Abstract

We present measurements of the star formation efficiency (SFE) in three-dimensional numerical simulations of driven turbulence in supercritical, ideal-MHD, and nonmagnetic regimes characterized by a mean normalized mass-to-flux ratio μ, all with 64 Jeans masses and similar rms Mach numbers (~10). In most cases, the moderately supercritical runs with μ = 2.8 have significantly lower SFEs than the nonmagnetic cases, being comparable to observational estimates for entire molecular clouds (≲5% over 4 Myr). Also, as the mean field is increased, the number of collapsed objects decreases and the median mass of the collapsed objects increases. However, the largest collapsed-object masses systematically occur in the weak-field case, μ = 8.8. The high-density tails of the density histograms in the simulations are depressed as the mean magnetic field strength is increased.

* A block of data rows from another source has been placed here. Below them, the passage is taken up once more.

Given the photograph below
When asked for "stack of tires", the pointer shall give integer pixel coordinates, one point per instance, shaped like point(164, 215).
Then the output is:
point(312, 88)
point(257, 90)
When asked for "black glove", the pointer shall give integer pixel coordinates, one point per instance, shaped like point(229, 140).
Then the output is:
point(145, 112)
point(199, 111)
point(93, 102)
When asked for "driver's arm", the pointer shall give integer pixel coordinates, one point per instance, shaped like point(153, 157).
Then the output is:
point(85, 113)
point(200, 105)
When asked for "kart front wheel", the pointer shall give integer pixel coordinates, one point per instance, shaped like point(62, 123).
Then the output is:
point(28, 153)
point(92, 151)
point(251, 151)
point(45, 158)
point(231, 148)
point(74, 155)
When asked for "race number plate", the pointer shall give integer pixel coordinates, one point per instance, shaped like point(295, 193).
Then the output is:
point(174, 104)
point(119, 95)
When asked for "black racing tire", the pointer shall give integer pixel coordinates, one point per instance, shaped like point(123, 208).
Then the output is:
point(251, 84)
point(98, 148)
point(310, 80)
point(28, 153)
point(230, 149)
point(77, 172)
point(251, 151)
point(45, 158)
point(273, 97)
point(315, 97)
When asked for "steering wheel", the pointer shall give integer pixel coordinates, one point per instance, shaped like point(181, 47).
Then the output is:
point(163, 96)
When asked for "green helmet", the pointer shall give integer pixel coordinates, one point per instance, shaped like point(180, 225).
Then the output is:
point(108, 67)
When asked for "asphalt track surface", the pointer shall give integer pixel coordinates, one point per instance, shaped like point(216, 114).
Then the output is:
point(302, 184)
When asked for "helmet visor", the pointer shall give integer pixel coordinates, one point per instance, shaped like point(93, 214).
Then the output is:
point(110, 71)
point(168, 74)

This suggests that the smaller numbers and larger masses of the collapsed objects in the magnetic cases may be due to a greater scarcity and lower mean densities (implying larger Jeans masses) of the collapse candidates. In this scenario, the effect of a weak field is to reduce the probability of a core reaching its thermal Jeans mass, even if it is supercritical. We thus suggest that the SFE may be monotonically reduced as the field strength increases from zero to subcritical values, rather than there being a discontinuous transition between the sub- and supercritical regimes, and that a crucial question to address is whether the turbulence in molecular clouds is driven or decaying, with current observational and theoretical evidence favoring (albeit inconclusively) the driven regime.